Today is Mother’s Day. The day that we all celebrate the origin of our existence on the double X chromosome in our own DNA. For me, 5/14 is the day my mother died. On this day at 4:14 pm in a little stone house not too far from my own, my mom took her last breath. I say this as it marks a date, impermeable, and in-excisable. The pivot point to which the calendar resets, and a life without another starts. I say this because that day changed so much within me. There is a book to write about her, and her impact upon me. A book that sits waiting for the time and the distance to write it without it eating me up. Consuming me like the fear that swallowed her and kept her trapped within.

Today I remind myself that there is life after another life passes on. I cannot call her gone. She is never gone.

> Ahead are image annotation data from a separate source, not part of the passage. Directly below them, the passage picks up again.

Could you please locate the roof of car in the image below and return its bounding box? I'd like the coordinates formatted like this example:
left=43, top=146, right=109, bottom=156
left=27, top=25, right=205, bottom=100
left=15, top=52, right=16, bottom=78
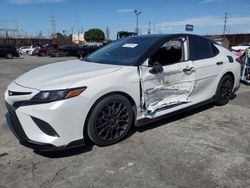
left=126, top=33, right=202, bottom=39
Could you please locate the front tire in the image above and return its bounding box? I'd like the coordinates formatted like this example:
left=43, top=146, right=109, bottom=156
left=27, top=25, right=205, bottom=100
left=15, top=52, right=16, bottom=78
left=87, top=95, right=133, bottom=146
left=215, top=75, right=234, bottom=106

She is here all around me reminding me to always have hope. To always see the beauty and the joy in the life that exists even if you have a difficult time seeing through the tears. Today I talk about hope.

Today I opened my eyes before the sun came up. The sky crept from black to the darkest of blue. A grey-washed out kind of blue. Smeared in its blurry shadows. Quiet, heavy, and slumbered with a fog that keeps all of the earth’s tiny souls safe in their beds. The first rays of sunshine wake up the world and to this awakening the first chirp can be heard. It is my time to be alone and feel as if the world will remind me that I am never really solitary. One little chirp. Just a call in the almost-darkness to awaken the rest. I turn on my Merlin app, and start to record. I now know that this tiny rooster call is an American Robin. Maybe being afraid, and trying to replace it with hope is about seeing the bravery in the darkest of places and still singing?

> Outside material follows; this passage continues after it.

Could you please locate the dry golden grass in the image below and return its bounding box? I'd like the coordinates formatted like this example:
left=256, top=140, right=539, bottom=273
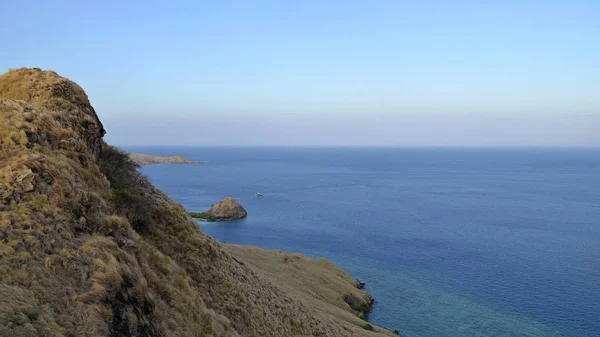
left=0, top=69, right=398, bottom=337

The potting shed. Mom and Diedra's boys

I made a video the other week about all of the clients I see who come to me having to lay their pet to rest after disease, and age, and all of the many afflictions that life can wear you down from. They always ask me the same thing, without fail; they ask, “this must be the hardest thing that you have to do as a veterinarian?” And I always reply the same way… “No. You loved your pet so much that you made them a part of your family. They were loved every moment of their lives. How lucky they are for that, and I know they are so grateful to have been yours.” That is the hope in the face of fear. That is the beauty in the face of death. Maybe losing someone you love is about remembering the hope they brought you every day you were together?

With hope springs gratitude eternal. Is there anything we wouldn’t give for that?

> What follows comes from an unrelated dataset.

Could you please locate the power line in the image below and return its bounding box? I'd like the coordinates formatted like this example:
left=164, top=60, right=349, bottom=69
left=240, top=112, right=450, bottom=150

Happy Mother’s Day to you all. (regardless of what your chromosomes or current children roster looks like)..

The first icy drink of Summer. A mojito from our mint patch.
Diedra, mom and me.

And P.S. go out and foster, adopt, and live life with someone else… pets count as kids these days,, so we are all moms here. Maybe there is life outside of the one you are living right now where hope springs eternal? And, maybe its time to go look for it? Let’s all look for hope in the love that reminds us we are all mothers. 

P.S. I write about all of the issues that being me brings. I know that I am not alone and I hope (there's that word again), that others hear me and know that they aren't alone either.